I hope that in 2015 people become more supportive. It amazes me that when people see their friends accomplishing a goal there is not an outpouring of support.
How can someone be your best friend or your ace boon coon and you do not support their initiatives? It makes absolutely no sense.
Things are changing in society. People want to turn up for everything. However, why are we not “turning up” when our friends do something positive in the world. And what I mean by turn up I do not mean going to the club and popping bottles. What I mean is supporting them the way you would want someone to support you. Everyone wants to be celebrated but it is amazing how it is hard to do it for others.
I have found a consistent concern among my clients. That is that they do not have people supporting them. They have plenty of friends but few people to share their dreams with. As a result, there are many dreams that die. These dreams do not come to life. When they share their dreams with their friends they are sometimes met with “laughter, doubt, or negative energy”.
This is a problem. Who is your support team ? Do you have more people you can gossip with then share your goals ? Do you have more people you can party with then plan your future with ? Do you have more people to attend your birthday party then your community service event ?
Before you go a day further I encourage you to figure out who is your support team. People cannot live their life in isolation. Do not become a “bubble girl” or “bubble boy”. You cannot be a boss lady in a bubble. I would have never accomplished half of the things I did if it was not for my support team. My supporters have been present for the lows, highs, and everything in between.

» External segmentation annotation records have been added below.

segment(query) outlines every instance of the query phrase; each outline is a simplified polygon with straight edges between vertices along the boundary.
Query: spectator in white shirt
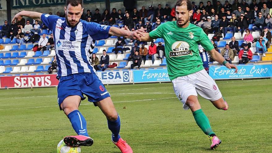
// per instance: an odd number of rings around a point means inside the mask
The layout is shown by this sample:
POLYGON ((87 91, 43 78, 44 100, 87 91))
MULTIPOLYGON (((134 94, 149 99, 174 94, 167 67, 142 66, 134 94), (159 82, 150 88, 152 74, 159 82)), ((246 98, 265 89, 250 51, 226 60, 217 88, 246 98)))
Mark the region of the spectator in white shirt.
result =
MULTIPOLYGON (((38 43, 38 50, 40 50, 43 49, 44 51, 46 49, 46 44, 48 42, 48 39, 45 37, 45 34, 43 35, 43 36, 39 40, 39 42, 38 43)), ((42 53, 43 53, 42 52, 42 53)))

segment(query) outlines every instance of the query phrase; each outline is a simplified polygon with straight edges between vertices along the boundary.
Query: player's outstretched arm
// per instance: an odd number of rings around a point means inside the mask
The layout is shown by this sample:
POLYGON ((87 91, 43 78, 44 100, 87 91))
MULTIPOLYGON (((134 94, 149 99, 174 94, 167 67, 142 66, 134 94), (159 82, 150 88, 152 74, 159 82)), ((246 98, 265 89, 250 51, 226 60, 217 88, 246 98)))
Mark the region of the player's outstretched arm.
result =
POLYGON ((218 62, 220 64, 225 65, 226 67, 229 69, 235 69, 235 73, 237 73, 238 71, 238 69, 235 65, 230 64, 228 62, 227 62, 224 58, 219 53, 217 52, 214 49, 209 51, 209 53, 210 55, 210 56, 214 59, 215 61, 218 62))
POLYGON ((42 14, 40 13, 36 12, 23 11, 15 15, 12 19, 12 22, 15 21, 15 20, 16 22, 19 21, 22 19, 23 16, 29 17, 35 20, 40 21, 40 16, 42 14))

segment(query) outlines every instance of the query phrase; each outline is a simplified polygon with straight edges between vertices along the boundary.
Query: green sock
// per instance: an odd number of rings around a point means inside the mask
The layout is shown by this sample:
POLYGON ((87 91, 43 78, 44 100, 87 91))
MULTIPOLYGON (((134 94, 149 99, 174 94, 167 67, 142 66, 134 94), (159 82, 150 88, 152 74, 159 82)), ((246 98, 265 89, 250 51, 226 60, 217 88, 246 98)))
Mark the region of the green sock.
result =
POLYGON ((210 127, 209 119, 202 111, 202 109, 195 111, 193 113, 193 115, 198 125, 205 134, 208 135, 215 134, 210 127))

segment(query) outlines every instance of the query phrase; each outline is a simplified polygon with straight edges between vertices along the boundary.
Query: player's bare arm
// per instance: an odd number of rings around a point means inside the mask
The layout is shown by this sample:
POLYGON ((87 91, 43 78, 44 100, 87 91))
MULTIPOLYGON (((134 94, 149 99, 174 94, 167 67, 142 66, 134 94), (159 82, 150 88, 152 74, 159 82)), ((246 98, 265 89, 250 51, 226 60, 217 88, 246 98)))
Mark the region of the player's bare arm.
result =
MULTIPOLYGON (((209 53, 210 55, 210 56, 213 58, 213 59, 214 59, 215 61, 217 62, 220 64, 223 64, 223 62, 225 61, 225 59, 221 54, 215 50, 215 49, 214 49, 211 50, 209 51, 209 53)), ((235 69, 236 73, 237 73, 238 71, 238 69, 236 66, 233 64, 230 64, 228 62, 226 63, 226 67, 229 69, 235 69)))

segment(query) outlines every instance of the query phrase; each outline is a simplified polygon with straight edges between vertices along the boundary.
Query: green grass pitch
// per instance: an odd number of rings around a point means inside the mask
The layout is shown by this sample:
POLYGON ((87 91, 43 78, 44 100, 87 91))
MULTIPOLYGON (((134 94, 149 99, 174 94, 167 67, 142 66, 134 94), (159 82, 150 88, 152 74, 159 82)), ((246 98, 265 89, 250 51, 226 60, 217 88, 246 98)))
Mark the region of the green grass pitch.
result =
MULTIPOLYGON (((272 79, 216 82, 229 110, 199 98, 222 141, 215 151, 190 111, 182 108, 171 83, 106 87, 121 118, 120 134, 134 152, 272 152, 272 79)), ((0 153, 54 153, 64 137, 75 134, 57 97, 55 87, 0 90, 0 153)), ((120 152, 100 109, 85 100, 79 110, 94 140, 82 152, 120 152)))

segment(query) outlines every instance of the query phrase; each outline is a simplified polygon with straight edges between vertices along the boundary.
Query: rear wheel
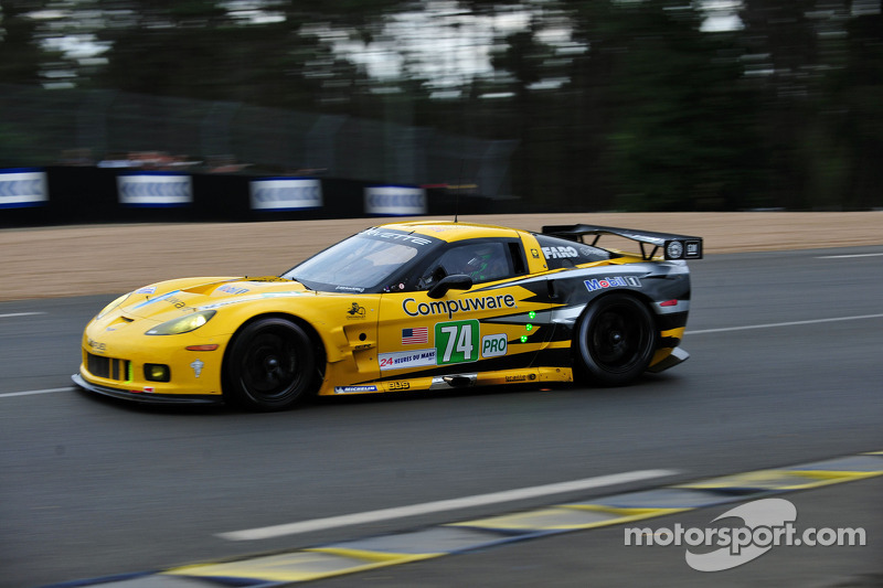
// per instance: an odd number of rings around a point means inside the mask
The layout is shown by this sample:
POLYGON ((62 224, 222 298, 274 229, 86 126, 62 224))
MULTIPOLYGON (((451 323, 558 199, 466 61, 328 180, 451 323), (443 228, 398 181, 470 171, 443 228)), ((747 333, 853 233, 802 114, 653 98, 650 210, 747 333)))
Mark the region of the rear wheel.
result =
POLYGON ((224 362, 224 394, 253 410, 285 410, 313 391, 316 351, 299 325, 269 317, 236 334, 224 362))
POLYGON ((579 367, 606 386, 637 379, 653 357, 656 329, 650 310, 631 296, 613 293, 593 302, 577 329, 579 367))

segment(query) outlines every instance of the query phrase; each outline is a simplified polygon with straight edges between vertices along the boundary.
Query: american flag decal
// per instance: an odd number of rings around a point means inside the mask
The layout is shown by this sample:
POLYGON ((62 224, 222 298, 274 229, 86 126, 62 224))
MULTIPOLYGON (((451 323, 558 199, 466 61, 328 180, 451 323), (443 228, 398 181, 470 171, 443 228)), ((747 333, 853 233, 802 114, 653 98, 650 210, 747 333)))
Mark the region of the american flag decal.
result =
POLYGON ((402 344, 416 345, 417 343, 429 342, 429 328, 417 327, 416 329, 402 329, 402 344))

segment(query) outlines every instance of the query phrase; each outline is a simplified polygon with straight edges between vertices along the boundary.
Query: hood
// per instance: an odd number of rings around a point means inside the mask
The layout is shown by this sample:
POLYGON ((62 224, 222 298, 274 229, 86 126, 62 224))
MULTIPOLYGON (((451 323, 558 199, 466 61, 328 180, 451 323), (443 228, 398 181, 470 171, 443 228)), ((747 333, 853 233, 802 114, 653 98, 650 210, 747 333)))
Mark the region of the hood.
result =
POLYGON ((263 278, 184 278, 135 290, 120 304, 124 317, 167 321, 182 313, 209 310, 262 298, 309 296, 297 281, 263 278))

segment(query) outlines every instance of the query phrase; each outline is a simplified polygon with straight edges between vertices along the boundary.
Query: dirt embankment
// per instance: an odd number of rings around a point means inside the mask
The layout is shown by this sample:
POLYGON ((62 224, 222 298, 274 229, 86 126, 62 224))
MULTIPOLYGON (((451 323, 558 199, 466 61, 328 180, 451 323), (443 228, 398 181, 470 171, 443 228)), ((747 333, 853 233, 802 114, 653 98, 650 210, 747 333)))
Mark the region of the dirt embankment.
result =
MULTIPOLYGON (((371 224, 396 218, 98 225, 0 231, 1 300, 124 292, 184 276, 278 275, 371 224)), ((704 238, 705 254, 883 245, 883 212, 461 216, 539 231, 587 223, 704 238)))

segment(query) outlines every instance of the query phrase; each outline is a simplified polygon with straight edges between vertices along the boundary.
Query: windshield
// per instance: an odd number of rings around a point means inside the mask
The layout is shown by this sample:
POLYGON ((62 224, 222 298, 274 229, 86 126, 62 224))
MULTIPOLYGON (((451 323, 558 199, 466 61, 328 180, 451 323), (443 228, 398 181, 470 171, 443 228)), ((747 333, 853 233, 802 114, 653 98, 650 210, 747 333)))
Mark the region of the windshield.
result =
POLYGON ((435 239, 364 231, 283 274, 312 290, 364 292, 387 286, 435 239))

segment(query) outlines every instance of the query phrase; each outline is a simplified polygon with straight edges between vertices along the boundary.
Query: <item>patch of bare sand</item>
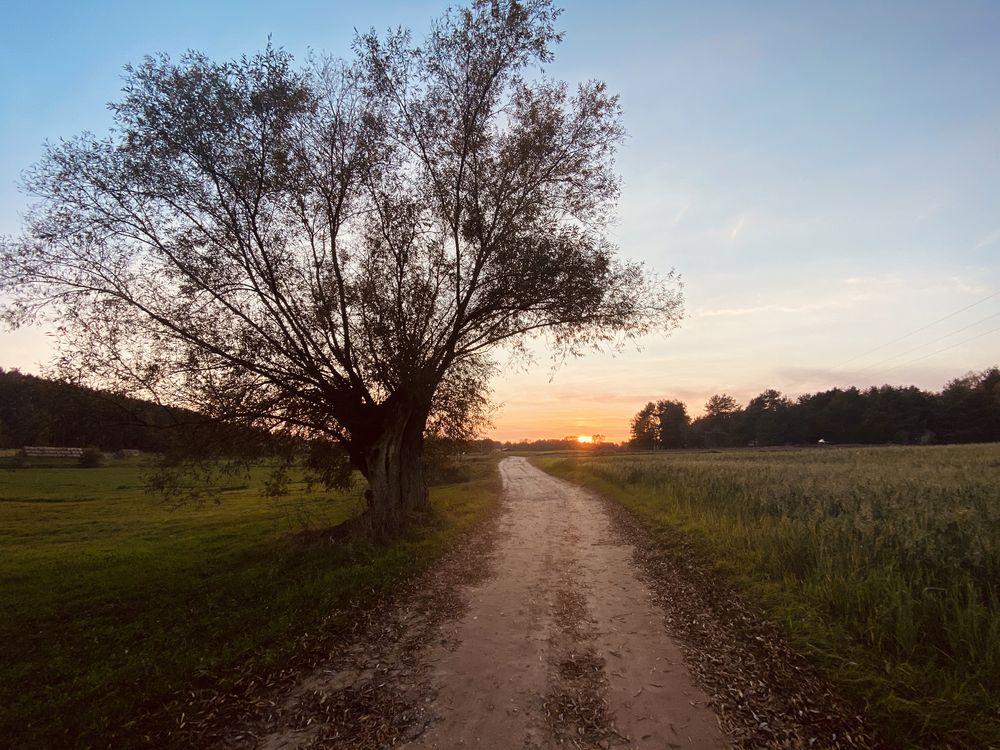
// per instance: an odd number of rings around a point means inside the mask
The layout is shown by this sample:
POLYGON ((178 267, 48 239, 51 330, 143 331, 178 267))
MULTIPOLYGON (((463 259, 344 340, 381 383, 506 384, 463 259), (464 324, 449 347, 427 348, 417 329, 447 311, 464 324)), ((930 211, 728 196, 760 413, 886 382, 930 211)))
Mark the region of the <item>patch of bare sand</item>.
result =
POLYGON ((426 660, 414 748, 719 748, 708 697, 602 504, 525 459, 500 465, 494 576, 426 660))

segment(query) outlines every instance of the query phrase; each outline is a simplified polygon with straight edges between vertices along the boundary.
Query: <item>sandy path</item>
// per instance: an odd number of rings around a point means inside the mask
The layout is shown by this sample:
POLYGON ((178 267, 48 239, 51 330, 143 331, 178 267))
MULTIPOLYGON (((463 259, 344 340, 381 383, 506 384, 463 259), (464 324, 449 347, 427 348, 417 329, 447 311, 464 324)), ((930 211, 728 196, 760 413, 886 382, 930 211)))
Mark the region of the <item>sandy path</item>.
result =
POLYGON ((435 720, 407 747, 726 747, 600 502, 523 458, 500 472, 495 575, 425 655, 435 720))

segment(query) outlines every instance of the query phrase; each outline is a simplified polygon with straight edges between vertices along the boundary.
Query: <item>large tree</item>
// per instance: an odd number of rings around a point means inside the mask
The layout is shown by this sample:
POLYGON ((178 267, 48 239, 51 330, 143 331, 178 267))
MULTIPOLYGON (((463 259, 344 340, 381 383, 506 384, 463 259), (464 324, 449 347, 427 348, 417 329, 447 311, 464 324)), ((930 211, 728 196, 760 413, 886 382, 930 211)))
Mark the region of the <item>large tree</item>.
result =
POLYGON ((341 443, 392 533, 426 503, 425 433, 475 422, 498 346, 564 356, 680 314, 672 278, 607 237, 617 97, 525 77, 558 14, 475 0, 346 62, 127 68, 111 132, 26 175, 6 319, 57 321, 100 385, 341 443))

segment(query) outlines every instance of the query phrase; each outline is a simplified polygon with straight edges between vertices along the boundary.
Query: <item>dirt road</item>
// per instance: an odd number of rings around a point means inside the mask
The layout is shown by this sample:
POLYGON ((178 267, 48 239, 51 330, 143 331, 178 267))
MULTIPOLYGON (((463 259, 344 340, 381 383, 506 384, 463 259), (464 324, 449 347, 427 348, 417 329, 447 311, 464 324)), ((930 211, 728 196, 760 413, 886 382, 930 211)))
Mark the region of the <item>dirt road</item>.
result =
POLYGON ((494 575, 426 654, 434 720, 407 747, 725 747, 600 502, 523 458, 500 472, 494 575))

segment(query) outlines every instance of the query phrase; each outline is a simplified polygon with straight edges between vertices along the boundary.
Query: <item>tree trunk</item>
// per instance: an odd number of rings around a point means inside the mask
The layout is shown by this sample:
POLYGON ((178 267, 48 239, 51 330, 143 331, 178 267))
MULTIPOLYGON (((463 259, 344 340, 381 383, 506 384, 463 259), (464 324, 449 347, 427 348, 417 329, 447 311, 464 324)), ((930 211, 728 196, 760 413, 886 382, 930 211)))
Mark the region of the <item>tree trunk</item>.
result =
POLYGON ((364 452, 366 518, 377 541, 392 538, 413 513, 428 507, 423 466, 426 421, 420 410, 393 408, 381 434, 364 452))

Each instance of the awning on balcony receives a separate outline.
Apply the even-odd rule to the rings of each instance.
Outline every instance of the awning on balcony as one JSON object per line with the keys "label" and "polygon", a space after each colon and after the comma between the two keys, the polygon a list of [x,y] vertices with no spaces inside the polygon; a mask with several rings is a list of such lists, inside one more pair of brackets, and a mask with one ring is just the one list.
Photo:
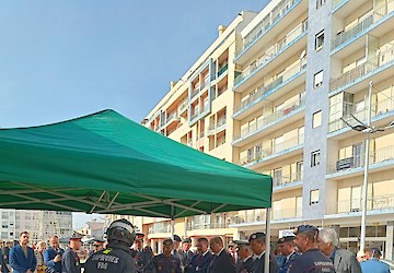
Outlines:
{"label": "awning on balcony", "polygon": [[113,110],[0,130],[0,207],[160,217],[270,207],[271,177]]}

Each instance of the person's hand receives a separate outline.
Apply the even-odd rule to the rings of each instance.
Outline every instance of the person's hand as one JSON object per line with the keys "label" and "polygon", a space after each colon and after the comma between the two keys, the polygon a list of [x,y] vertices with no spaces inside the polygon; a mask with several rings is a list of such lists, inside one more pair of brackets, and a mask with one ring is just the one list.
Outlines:
{"label": "person's hand", "polygon": [[55,256],[54,262],[60,262],[60,261],[61,261],[61,256],[60,254]]}

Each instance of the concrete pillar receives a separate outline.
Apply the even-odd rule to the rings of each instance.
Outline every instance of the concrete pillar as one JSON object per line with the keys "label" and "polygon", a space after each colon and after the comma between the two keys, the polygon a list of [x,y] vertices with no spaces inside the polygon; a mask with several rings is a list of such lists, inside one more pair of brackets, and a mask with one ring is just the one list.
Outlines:
{"label": "concrete pillar", "polygon": [[385,245],[385,259],[393,260],[393,238],[394,238],[394,222],[387,222],[386,226],[386,245]]}

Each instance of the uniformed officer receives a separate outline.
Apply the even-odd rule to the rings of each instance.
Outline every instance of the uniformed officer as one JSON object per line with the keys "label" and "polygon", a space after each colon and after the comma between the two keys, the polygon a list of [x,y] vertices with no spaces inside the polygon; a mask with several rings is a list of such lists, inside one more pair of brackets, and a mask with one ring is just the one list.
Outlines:
{"label": "uniformed officer", "polygon": [[152,258],[144,268],[144,273],[182,273],[181,260],[172,254],[174,242],[172,239],[163,241],[163,253]]}
{"label": "uniformed officer", "polygon": [[[265,266],[265,256],[266,256],[266,246],[265,246],[265,233],[255,233],[252,234],[250,239],[251,249],[256,256],[256,260],[253,263],[253,273],[263,273]],[[278,261],[274,254],[269,253],[269,272],[278,272]]]}
{"label": "uniformed officer", "polygon": [[69,248],[61,256],[62,273],[81,273],[81,263],[78,251],[81,249],[81,236],[73,234],[69,238]]}
{"label": "uniformed officer", "polygon": [[279,271],[278,273],[287,273],[290,264],[294,261],[299,253],[294,249],[296,236],[283,236],[278,240],[278,250],[281,259],[278,258]]}
{"label": "uniformed officer", "polygon": [[185,238],[182,240],[182,250],[179,251],[181,257],[181,265],[186,268],[187,264],[192,261],[194,256],[193,251],[190,250],[192,247],[192,239]]}
{"label": "uniformed officer", "polygon": [[135,227],[127,219],[114,221],[107,232],[107,248],[95,252],[85,263],[85,273],[136,273],[130,247],[136,238]]}
{"label": "uniformed officer", "polygon": [[151,251],[151,248],[143,247],[143,237],[144,234],[136,233],[136,241],[131,250],[131,256],[136,261],[137,272],[143,272],[143,268],[153,258],[153,251]]}
{"label": "uniformed officer", "polygon": [[302,256],[296,257],[288,272],[335,272],[332,260],[317,249],[318,229],[315,226],[301,225],[294,229],[294,244]]}
{"label": "uniformed officer", "polygon": [[173,256],[177,257],[181,260],[181,254],[179,254],[179,245],[181,245],[181,237],[177,235],[174,235],[174,250],[173,250]]}
{"label": "uniformed officer", "polygon": [[239,261],[235,264],[236,273],[251,273],[253,270],[253,258],[251,245],[247,240],[234,240]]}

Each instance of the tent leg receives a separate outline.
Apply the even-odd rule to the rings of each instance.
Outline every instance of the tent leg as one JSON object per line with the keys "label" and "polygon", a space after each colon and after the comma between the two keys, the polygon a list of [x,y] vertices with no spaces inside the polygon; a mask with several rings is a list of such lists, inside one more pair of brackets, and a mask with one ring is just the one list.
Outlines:
{"label": "tent leg", "polygon": [[174,240],[175,234],[175,219],[174,219],[174,206],[171,206],[171,239]]}
{"label": "tent leg", "polygon": [[270,209],[266,209],[266,253],[264,261],[264,273],[269,273],[269,254],[270,254]]}

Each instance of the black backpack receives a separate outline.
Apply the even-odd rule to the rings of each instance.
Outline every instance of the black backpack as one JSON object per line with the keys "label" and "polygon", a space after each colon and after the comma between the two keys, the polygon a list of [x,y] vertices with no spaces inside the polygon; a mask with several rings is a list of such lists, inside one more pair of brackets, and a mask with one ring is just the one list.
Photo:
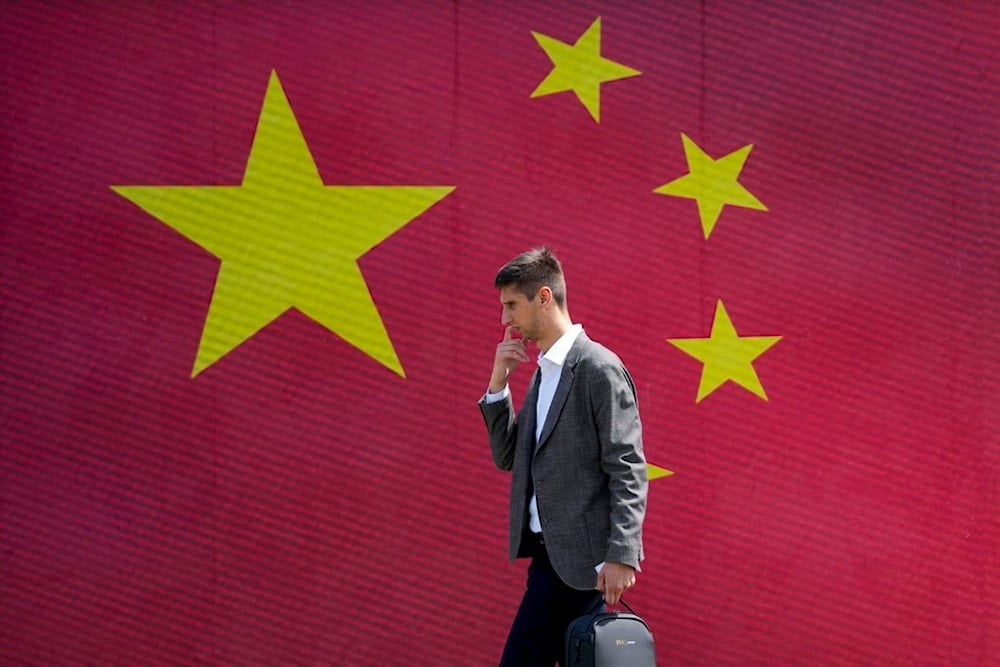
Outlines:
{"label": "black backpack", "polygon": [[656,667],[653,633],[632,607],[607,611],[598,599],[566,628],[563,667]]}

Everyone deserves a solid support team.
It goes both ways. You have to be a cheerleader too. Support your friends come what may. I know it sounds crazy and time consuming. However, it will always mean the world to the people in your life. It does not matter if you are interested in that topic or not still support. Even simply showing up to the game, speaking engagement, or a service event matters to the people in your circle.
Do not be the person who shows up the last quarter of the game. In other words, be there from the beginning to support your friends. Do not show up after you see them starting to succeed and defy all odds. By that point it might already be too late. Someone else has already filled that void of being supportive.